At night the red house assumes a dark color, it turns scarlet, and I feel as though I’m in a huge pool of blood, floating in it along with my ghosts.
The pain I feel confesses things it has never confessed before.
Pain is the source of my life, the source of my imagination. To love I must first feel pain; to feel pain I must die.
So many things have changed, Mum. It really is true that life is a concentration of many lives which, all added up together, can never give you a satisfactory result.
I’m just nineteen, and yet I’ve lived so many lives, too many. I’ve lived more lives than all the characters in my stories.
I’ve abandoned you, I’ve abandoned a love that still pulses vividly. I’ve abandoned myself.
Mum, everything I’ve lived through I want to live again. I want to make the same mistakes.
I’m locked away in my room all day and the stench of cigarettes fills the air.
My dead hair scattered on the carpet, my white, tapering fingers, my yellow irises.

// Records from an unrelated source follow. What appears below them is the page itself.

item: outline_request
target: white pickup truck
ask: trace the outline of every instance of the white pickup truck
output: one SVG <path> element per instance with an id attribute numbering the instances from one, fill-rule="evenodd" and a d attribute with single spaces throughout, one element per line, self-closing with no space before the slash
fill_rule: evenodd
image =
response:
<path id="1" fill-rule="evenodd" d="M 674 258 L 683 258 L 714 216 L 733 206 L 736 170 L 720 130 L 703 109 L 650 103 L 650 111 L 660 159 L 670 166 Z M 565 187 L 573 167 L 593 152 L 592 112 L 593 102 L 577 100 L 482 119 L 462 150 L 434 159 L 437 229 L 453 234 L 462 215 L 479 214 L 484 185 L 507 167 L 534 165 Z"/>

I think of the dragonfly, Viola, and imagine myself reincarnated in her, if I am ever reborn. I reflect that while she may not have been part of my reality, mine and Thomas’s, in reality she was there. She’s always been there, and she’s dug a deep, deep hole inside my soul, like a wizard with a sour apple.
I sleep, I look at myself in the mirror, and I laugh. I laugh at myself, I laugh at my ghosts, I tell them to fuck off, and they start running madly all around the house. They start chanting, they tell me I’m going to die. Today Obelinda came back to see me, and she said, “Don’t imagine you’re going to get away with it.”

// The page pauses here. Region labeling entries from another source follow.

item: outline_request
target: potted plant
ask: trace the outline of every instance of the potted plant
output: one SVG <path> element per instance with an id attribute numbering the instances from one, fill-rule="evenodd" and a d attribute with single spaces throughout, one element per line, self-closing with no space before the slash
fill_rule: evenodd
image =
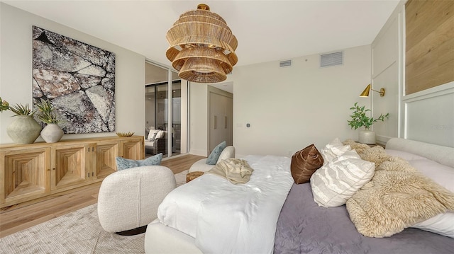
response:
<path id="1" fill-rule="evenodd" d="M 64 132 L 58 126 L 61 119 L 54 111 L 55 108 L 52 105 L 49 100 L 40 99 L 40 101 L 35 103 L 38 108 L 36 117 L 46 124 L 46 126 L 41 131 L 41 137 L 47 143 L 58 142 L 63 137 Z"/>
<path id="2" fill-rule="evenodd" d="M 10 110 L 15 115 L 16 119 L 6 128 L 8 136 L 15 143 L 33 143 L 40 136 L 41 126 L 32 117 L 35 111 L 30 108 L 28 104 L 16 104 L 10 106 L 7 101 L 0 98 L 0 112 Z"/>
<path id="3" fill-rule="evenodd" d="M 351 120 L 347 120 L 348 125 L 352 128 L 357 129 L 361 127 L 364 127 L 363 130 L 360 130 L 358 134 L 358 142 L 360 143 L 375 144 L 375 132 L 370 130 L 370 127 L 377 121 L 384 121 L 384 119 L 389 117 L 389 113 L 386 115 L 380 114 L 377 118 L 369 117 L 366 113 L 370 111 L 366 109 L 365 106 L 359 106 L 358 103 L 350 108 L 353 110 L 352 115 L 350 115 Z"/>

“I don’t imagine anything of the sort,” I told her, my eyes elsewhere.
In less than a second she slipped to the foot of my bed, widened her eyes, and asked me, “Do you know what’ll happen to you afterward, do you really know?”
“Will I keep you company in the other dimension?”
“No, worse than that,” she replied, her pupils now covering the whole of her face. Cheeks, mouth, nose — none of it existed anymore, just the eyes.
“Worse my dear,” she went on. “Don’t you know what happens to those who die of love?”
I didn’t move.
She touched one of my legs and I let out a shriek of pain. She burned my skin.
“What happens?” I asked with tears in my eyes.
“You’ll be forced to kill the one who brought you to your death. It will be your task, it will be your purpose.”
I shook my head — I didn’t want to do that.